SAN FRANCISCO (GenomeWeb News) – Genomic Health is launching a new development program for its Oncotype DX diagnostic platform in ductile carcinoma in situ and is working on an educational campaign intended to urge more breast cancer patients to ask their physician for the test.
 
CEO Randy Scott told investors today at the JPMorgan Healthcare Conference held here that Genomic Health is targeting several cancers as it develops additional applications for the Oncotype assay.
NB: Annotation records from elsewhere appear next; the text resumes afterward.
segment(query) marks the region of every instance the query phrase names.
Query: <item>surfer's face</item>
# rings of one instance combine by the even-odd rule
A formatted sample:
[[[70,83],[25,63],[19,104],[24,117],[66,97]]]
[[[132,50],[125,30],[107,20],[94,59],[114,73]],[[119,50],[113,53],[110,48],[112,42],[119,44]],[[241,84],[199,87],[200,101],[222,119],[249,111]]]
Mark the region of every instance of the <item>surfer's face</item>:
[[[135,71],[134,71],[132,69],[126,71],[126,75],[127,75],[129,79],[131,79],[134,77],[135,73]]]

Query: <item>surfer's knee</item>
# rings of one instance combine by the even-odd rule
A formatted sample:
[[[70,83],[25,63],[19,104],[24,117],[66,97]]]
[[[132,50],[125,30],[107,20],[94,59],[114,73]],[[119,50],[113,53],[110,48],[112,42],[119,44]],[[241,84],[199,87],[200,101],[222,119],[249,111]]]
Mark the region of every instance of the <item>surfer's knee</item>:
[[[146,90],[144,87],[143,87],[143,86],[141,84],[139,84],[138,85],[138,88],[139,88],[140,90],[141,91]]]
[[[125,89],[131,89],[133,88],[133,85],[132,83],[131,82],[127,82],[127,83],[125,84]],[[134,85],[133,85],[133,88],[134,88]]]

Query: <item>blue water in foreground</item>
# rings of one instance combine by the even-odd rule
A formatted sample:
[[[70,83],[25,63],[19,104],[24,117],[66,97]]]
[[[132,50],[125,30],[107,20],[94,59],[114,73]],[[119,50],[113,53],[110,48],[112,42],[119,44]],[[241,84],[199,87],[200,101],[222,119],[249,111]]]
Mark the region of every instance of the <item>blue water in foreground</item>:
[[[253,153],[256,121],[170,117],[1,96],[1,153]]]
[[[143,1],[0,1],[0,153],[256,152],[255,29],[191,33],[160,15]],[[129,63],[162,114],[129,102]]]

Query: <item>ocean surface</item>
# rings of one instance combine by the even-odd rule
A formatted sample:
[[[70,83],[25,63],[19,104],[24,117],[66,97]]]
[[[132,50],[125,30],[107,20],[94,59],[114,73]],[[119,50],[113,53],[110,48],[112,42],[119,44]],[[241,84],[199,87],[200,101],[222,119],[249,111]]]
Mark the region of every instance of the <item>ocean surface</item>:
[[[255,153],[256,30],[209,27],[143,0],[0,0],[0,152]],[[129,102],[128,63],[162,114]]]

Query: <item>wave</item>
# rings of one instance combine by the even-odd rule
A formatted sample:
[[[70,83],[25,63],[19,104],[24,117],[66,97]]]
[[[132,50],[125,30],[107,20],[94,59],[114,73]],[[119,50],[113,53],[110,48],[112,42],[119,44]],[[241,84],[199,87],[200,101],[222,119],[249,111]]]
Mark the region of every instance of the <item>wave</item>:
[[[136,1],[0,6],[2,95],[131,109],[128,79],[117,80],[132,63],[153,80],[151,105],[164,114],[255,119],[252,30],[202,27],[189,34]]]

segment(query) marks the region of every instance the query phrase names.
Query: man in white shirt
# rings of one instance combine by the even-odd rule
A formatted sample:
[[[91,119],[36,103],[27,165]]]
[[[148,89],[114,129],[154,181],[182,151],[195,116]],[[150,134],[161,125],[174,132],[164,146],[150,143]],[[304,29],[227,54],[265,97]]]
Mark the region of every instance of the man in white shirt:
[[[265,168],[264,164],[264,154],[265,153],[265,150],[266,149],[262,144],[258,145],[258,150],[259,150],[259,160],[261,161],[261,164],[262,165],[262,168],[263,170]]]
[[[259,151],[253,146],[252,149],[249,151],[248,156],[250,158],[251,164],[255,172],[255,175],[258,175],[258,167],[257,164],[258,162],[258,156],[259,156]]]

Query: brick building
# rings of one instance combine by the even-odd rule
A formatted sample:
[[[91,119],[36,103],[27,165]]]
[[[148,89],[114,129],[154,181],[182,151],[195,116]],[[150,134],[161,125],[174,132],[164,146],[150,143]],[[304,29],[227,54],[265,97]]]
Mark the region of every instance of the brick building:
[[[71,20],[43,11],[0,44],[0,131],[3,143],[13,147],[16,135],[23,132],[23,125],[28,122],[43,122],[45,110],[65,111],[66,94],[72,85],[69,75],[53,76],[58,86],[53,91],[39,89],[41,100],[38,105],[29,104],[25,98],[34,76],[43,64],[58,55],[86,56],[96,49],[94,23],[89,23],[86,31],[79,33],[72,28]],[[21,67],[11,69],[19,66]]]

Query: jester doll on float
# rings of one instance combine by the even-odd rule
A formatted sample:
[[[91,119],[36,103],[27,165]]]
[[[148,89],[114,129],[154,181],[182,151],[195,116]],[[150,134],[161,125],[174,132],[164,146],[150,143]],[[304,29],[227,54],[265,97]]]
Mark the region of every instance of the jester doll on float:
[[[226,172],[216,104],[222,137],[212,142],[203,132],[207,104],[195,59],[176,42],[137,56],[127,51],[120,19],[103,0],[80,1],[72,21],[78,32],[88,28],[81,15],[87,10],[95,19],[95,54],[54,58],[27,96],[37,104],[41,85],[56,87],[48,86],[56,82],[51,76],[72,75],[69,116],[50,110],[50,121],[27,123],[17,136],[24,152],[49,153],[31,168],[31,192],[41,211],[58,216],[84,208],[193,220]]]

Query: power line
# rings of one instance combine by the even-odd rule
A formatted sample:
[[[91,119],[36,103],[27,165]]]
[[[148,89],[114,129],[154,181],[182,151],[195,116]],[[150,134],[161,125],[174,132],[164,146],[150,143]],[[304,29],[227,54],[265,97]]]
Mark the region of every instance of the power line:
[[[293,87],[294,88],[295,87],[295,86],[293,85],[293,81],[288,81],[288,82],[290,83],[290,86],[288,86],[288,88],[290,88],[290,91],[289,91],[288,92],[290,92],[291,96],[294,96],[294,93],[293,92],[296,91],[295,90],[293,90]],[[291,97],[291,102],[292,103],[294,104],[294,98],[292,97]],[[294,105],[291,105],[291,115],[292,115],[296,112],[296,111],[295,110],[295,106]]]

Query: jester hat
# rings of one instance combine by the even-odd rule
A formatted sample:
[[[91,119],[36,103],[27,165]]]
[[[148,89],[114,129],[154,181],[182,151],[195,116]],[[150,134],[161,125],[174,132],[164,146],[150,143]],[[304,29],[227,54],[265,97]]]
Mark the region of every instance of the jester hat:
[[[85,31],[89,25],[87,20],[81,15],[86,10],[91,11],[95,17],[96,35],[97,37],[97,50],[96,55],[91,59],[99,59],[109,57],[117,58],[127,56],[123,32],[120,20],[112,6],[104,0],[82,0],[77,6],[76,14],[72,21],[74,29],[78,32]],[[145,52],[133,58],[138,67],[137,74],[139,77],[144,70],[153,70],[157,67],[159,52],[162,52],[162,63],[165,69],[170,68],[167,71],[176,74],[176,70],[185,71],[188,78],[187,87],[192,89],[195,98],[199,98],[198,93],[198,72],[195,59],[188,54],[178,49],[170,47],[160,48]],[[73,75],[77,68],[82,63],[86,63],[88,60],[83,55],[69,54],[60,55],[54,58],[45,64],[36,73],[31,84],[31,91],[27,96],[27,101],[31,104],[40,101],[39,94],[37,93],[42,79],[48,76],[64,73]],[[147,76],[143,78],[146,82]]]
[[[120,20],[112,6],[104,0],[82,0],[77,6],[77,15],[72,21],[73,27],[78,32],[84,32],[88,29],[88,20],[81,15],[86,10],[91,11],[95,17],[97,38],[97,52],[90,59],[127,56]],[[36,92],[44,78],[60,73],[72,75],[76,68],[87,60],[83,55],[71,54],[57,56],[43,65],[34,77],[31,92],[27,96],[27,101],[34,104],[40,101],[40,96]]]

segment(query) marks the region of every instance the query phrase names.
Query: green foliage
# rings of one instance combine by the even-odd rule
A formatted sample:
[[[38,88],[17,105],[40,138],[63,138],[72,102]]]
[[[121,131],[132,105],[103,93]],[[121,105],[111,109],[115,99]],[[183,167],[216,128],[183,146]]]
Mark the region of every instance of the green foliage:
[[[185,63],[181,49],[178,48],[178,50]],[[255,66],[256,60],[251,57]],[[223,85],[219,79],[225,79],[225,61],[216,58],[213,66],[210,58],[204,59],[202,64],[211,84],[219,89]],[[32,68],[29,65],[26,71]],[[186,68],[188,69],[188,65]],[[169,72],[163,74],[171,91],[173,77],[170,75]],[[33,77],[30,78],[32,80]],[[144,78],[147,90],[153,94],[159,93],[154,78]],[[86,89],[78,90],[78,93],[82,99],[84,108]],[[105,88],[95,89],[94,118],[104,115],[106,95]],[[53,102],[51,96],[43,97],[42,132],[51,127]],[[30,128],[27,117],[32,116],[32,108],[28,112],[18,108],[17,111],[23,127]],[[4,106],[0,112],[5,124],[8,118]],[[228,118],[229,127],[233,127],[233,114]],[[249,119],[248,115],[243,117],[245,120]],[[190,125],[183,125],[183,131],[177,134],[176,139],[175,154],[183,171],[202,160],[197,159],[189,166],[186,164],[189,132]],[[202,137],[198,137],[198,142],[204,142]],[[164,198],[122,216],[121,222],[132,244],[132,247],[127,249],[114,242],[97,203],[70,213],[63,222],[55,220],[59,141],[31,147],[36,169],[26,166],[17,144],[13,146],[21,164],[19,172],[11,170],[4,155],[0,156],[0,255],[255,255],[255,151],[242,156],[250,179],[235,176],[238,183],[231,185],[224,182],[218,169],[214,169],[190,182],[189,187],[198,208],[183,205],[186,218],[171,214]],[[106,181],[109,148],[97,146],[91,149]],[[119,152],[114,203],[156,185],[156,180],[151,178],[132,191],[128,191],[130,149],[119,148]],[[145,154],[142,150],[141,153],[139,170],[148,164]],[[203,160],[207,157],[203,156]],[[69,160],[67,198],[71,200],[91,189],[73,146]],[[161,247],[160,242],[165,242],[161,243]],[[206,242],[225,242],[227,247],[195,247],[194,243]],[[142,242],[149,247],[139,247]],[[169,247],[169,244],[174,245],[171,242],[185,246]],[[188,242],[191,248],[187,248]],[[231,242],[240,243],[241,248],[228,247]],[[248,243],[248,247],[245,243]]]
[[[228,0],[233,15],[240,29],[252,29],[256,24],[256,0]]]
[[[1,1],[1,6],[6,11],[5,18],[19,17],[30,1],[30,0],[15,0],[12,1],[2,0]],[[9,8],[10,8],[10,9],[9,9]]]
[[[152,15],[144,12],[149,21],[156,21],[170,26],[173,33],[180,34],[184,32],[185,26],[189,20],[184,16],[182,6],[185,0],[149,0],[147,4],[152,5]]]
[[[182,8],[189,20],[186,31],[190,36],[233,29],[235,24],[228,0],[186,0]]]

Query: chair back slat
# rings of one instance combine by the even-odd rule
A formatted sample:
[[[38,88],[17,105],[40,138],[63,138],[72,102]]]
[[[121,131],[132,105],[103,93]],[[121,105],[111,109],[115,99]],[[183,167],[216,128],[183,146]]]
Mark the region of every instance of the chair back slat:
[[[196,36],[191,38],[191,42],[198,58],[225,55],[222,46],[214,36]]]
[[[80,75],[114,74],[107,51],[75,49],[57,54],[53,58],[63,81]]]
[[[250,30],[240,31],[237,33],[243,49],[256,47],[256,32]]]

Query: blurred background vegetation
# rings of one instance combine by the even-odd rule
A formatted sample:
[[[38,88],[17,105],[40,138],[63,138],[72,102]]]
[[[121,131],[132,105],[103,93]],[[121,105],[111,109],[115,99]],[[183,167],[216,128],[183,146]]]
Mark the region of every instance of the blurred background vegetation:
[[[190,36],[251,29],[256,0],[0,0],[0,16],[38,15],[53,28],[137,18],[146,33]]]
Oncotype DX currently is used to predict the likelihood of breast cancer recurrence and whether a node-negative, estrogen-receptor positive tumor will respond to chemotherapy.
 
Scott said that the firm is also focusing on driving awareness of the test among physicians, payors, and patients. As part of reaching this last group, Genomic Health also is launching a campaign in conjunction with advocacy groups that it hopes will encourage breast cancer patients to discuss Oncotype DX with their physicians.
 
A company spokesperson told GenomeWeb Daily News following the presentation that Genomic Health considers the campaign to be "direct-to-patient" rather than "direct-to-consumer" because it is targeting patients who have recently been diagnosed with breast cancer.
 
Scott said the firm has launched a new development program for the Oncotype assay for ductile carcinoma in situ, which has a potential market of roughly 60,000 patients. It is one of several cancer applications Genomic Health is targeting for the test, with development programs either underway or scheduled to begin for colon and prostate cancer. He also noted that the firm is looking at tests in conjunction with aromatase inhibitors.
 
Earlier this week, Genomic Health announced a collaboration with drug giant Pfizer to develop a prognostic test for patients with stage I-III renal carcinoma, clear cell type, if the disease has not spread to other parts of the body.
 
“We’re at the tip of the iceberg” in penetrating the breast cancer market with Oncotype DX, “and we’re learning more every day about the addressable market,” Scott told investors. Genomic Health delivered 17,200 Oncotype DX tests through the first three quarters of 2007, expects to report total product revenue of roughly $62 million for fiscal 2007.
 
Part of the "direct-to-patient" campaign includes a website dedicated to information about the test, but additional consumer awareness initiatives include educational videos on YouTube, networking on Facebook, and search engine optimization on Yahoo! and Google.
 
Genomic Health officials said during the firm’s breakout session at the conference that they wanted to establish a significant amount of payor adoption before rolling out the program. The company estimates Oncotype DX currently receives reimbursement from 50 percent of payors in the US.
 
Scott said the firm has encouraged payors to analyze their own data regarding the benefits of the test and hopes that some may publish papers detailing their findings.